Bütün dünyanın hikayesi bu sergi. Evet, benim dünyam bu şekilde diyebilirim. Elbette bir dünya hikayesi ve tabii önemli olan burada benim bu çalışmalarım. Genel olarak sanatımı demir üzerine kuruyorum. Demire saygı göstermek açısından, düzgün aldığım bir saçı ilk olarak bozmadan bir form vermeye çalışıyorum. Çünkü demirin bana gelene kadar arkasında binlerce insan ve kültür birikimi, emeği var. Demirden bir iş yapmaya kalktığım zaman aldığım levhadan ilk önce büyük levha, ardından küçük objeler yaparım. Buradaki amacım demiri ziyan etmemek. Bu da benim için felsefi bir tavır.
Hayatın bir dengesi olarak mı düşündünüz eserlerinizin tasarımını?
Örneğin bir eserin adı ‘Kapıdan çıkmak isteyen adam’ (otobiyografik bir çalışmadır) burada anlatmak istediğimiz aslında ayakta kalabilme ve dengede durabilme çabasıdır.
Şu anda yüzde kırkı demir yüzde 60’ı silikat olan bir gökcismindeyiz. Yüz binlerce kilometre hızla, evrende bilinmeyen bir yöne doğru gidiyoruz. Nereye gittiğimiz belli değil. Öyle bir gemideyiz ki okyanusları içinde taşıyan bir gemi.
“İnsan evladı tarihi bir yaratıktır”
Şimdi buradaki eserler farklı dönemlerde yaptığım, seçtiğim çalışmalar. Buranın özelliğine göre. Mesela ilk ön plandaki onların adı ‘Resektör-Alıcı’. Evrenden düşen binlerce tonluk yıldız tozlarından belki bir iki tanesi buraya düşer diye düşünüyorum. İleriye yönelik bir sanat yapabilmek için sanatın tarihinden yararlanmak gerekir. Bir başka değişle insan evladı tarihi bir yaratıktır. İnsanları tarihsiz, tarihin de insanlar olmadan bir anlamı olmaz.
Hep demir üzerine mi çalışıyorsunuz, çalıştığınız başka malzemeler de var mı?
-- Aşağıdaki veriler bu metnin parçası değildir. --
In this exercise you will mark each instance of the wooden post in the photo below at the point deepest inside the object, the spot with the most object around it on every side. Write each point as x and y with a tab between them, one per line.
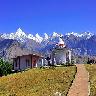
31	61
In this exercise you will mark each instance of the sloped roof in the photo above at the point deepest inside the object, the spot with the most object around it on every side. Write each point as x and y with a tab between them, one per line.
16	51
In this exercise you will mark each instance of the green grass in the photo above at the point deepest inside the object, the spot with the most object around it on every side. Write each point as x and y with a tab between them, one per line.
92	77
38	82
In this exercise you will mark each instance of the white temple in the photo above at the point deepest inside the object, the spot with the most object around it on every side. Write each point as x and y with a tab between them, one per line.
61	54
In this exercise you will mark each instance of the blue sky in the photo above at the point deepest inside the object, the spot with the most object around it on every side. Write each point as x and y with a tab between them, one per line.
40	16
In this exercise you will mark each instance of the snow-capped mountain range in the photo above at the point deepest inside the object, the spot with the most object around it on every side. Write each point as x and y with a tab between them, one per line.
22	36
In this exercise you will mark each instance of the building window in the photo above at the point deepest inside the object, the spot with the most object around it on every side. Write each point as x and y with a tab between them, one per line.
27	62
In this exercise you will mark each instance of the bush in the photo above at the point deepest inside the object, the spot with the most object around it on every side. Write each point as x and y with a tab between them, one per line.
5	67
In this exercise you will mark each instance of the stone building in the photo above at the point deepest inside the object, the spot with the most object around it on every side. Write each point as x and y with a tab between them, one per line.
61	54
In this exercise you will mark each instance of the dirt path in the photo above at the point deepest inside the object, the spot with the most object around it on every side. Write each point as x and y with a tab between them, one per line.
80	83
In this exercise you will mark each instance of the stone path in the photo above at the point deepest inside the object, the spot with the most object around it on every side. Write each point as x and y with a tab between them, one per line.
80	83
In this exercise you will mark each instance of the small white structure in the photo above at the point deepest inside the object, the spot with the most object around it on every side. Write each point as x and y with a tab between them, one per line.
61	54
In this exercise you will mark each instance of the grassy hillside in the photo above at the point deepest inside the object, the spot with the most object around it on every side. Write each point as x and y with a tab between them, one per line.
38	82
92	73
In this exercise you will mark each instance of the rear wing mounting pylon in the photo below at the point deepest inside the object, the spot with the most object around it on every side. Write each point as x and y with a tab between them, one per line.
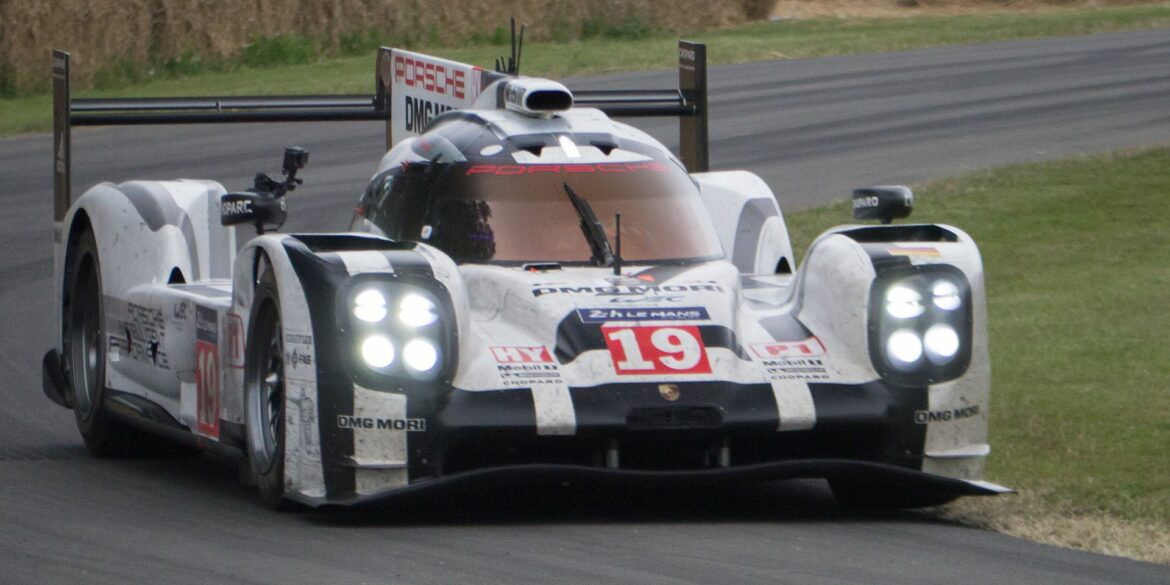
688	102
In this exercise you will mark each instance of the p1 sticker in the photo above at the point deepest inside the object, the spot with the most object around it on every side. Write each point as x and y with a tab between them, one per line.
805	349
656	350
Ben her türlü malzemeyle çalışan postmodern bir sanatçıyım. Demir, cam, ağaç, taş vs ayırt etmeden doğadan yararlanarak çalışmalarımı sürdürüyorum.
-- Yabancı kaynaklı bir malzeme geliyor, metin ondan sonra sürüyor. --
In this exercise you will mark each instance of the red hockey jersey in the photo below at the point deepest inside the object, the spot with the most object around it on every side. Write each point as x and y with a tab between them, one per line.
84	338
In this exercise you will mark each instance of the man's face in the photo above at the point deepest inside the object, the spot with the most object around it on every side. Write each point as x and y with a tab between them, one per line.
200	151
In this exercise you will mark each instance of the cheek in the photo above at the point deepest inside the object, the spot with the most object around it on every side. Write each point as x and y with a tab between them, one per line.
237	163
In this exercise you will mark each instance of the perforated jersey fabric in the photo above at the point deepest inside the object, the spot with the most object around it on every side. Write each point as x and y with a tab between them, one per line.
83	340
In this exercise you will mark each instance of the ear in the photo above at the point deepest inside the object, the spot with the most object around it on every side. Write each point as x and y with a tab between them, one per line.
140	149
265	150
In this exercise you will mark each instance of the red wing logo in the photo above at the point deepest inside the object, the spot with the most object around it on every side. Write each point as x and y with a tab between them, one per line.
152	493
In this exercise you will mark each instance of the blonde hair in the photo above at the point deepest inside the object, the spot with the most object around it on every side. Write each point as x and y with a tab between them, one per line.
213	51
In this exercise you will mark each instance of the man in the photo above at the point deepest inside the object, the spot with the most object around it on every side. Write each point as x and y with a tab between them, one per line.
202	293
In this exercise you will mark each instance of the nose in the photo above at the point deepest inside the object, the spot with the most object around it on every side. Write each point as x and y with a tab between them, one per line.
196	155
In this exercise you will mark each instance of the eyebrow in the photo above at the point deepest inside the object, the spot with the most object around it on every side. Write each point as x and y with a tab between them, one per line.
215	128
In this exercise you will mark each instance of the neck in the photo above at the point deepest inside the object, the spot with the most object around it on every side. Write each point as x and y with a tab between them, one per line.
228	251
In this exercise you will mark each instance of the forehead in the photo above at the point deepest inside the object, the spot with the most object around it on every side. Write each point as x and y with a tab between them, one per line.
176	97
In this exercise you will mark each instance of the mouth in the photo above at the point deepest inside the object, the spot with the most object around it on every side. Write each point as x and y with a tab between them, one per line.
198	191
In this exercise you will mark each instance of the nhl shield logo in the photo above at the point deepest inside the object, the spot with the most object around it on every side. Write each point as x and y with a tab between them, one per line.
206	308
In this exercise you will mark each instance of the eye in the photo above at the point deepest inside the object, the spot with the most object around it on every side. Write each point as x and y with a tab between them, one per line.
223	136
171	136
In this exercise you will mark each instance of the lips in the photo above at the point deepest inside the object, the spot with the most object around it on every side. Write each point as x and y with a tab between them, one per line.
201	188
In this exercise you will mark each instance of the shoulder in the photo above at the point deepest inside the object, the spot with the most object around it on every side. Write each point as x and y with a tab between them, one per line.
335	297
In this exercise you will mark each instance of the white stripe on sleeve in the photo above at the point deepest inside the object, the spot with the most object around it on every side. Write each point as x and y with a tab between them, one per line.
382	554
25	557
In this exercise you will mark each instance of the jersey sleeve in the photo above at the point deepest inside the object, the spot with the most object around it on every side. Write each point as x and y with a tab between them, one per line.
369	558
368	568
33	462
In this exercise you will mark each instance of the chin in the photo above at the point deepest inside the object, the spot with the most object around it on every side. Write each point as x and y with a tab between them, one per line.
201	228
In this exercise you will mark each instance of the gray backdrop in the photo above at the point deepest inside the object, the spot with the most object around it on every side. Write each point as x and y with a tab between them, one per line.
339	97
Peki, Tosyalı’yla yolunuz nasıl kesişti?
Tosyalı benim sanatımı takip ediyordu. Contemporary Vakfıyla da benim eserlerimin Contemporary İstanbul’un 19. Edisyonunda sergilenmesi konusunda bir fikirleri oluşmuş. Sonrasında sonuç burada gördüğünüz sergimiz ortaya çıktı. Çok da güzel oldu.